Module: Octo::Agent::NextMessageSuggester

Included in:: Octo::Agent

Defined in:: lib/octo/agent/next_message_suggester.rb

Overview

Background “ghost text” prediction of the user’s next message.

Fired after each main-agent task completes. Generates one short phrase (the model’s best guess at what the user will type next) and pushes it to the UI via show_next_message_suggestion. The web UI renders it as the input box’s placeholder with Tab-to-accept; terminal / IM UIs are no-ops by default.

Design notes:

- NOT a forked subagent.

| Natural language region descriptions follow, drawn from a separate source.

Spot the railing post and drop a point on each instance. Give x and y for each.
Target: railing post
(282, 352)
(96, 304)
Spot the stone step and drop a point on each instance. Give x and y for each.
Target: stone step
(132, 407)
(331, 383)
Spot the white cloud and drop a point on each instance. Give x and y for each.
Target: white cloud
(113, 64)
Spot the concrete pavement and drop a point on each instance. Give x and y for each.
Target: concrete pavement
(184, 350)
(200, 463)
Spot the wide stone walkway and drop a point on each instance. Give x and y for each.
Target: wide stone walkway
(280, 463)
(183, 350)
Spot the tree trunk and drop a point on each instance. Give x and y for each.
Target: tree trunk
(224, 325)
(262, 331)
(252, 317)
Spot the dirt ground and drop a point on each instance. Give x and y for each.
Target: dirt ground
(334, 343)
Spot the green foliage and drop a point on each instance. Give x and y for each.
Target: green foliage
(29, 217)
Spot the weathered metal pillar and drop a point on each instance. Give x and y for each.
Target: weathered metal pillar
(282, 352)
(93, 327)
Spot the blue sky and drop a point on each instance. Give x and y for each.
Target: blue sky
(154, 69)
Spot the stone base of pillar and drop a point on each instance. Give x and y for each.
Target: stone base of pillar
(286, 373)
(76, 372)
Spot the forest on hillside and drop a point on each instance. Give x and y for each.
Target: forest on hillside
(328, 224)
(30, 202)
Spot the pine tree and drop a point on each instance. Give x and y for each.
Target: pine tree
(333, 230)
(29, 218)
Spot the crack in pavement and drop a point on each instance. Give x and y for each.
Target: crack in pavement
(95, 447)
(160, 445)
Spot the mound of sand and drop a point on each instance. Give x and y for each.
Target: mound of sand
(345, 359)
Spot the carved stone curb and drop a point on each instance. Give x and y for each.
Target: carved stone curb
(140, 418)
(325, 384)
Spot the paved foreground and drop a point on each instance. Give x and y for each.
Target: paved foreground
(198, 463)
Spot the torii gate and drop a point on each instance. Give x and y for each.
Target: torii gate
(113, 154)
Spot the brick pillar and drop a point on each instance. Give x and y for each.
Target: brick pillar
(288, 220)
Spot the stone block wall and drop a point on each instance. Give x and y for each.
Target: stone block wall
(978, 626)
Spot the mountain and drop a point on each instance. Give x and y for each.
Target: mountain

Subagents clone history, run a full
  think/act/observe loop, and trigger hooks — overkill for "generate
  one line." We make a single +Client#send_messages+ call directly.
- Async (own thread) and fire-and-forget. +Agent#show_complete+ must
  never block on the suggestion call.
- Uses the provider's lite model when available (Claude → Haiku,
  DeepSeek pro → flash, ...), falling back to the current primary
  when no lite mapping exists.
- Reuses the main agent's system prompt + last few messages as the
  LLM input. When primary and lite share a provider, this lands on a
  warm prompt cache; otherwise the cost is small absolute (short
  prompt, ≤40 output tokens).
- Silent on any failure. A failed suggestion call never disturbs the
  user's actual task result.

Constant Summary collapse

MAX_SUGGESTION_CHARS = Max characters in a suggestion that we’ll forward to the UI. Anything longer is treated as a model misfire and dropped (it’s supposed to be a phrase, not a paragraph).

RECENT_HISTORY_LIMIT = How many recent message pairs to send as context. 4 is plenty for the model to read the situation; more just inflates the cache footprint.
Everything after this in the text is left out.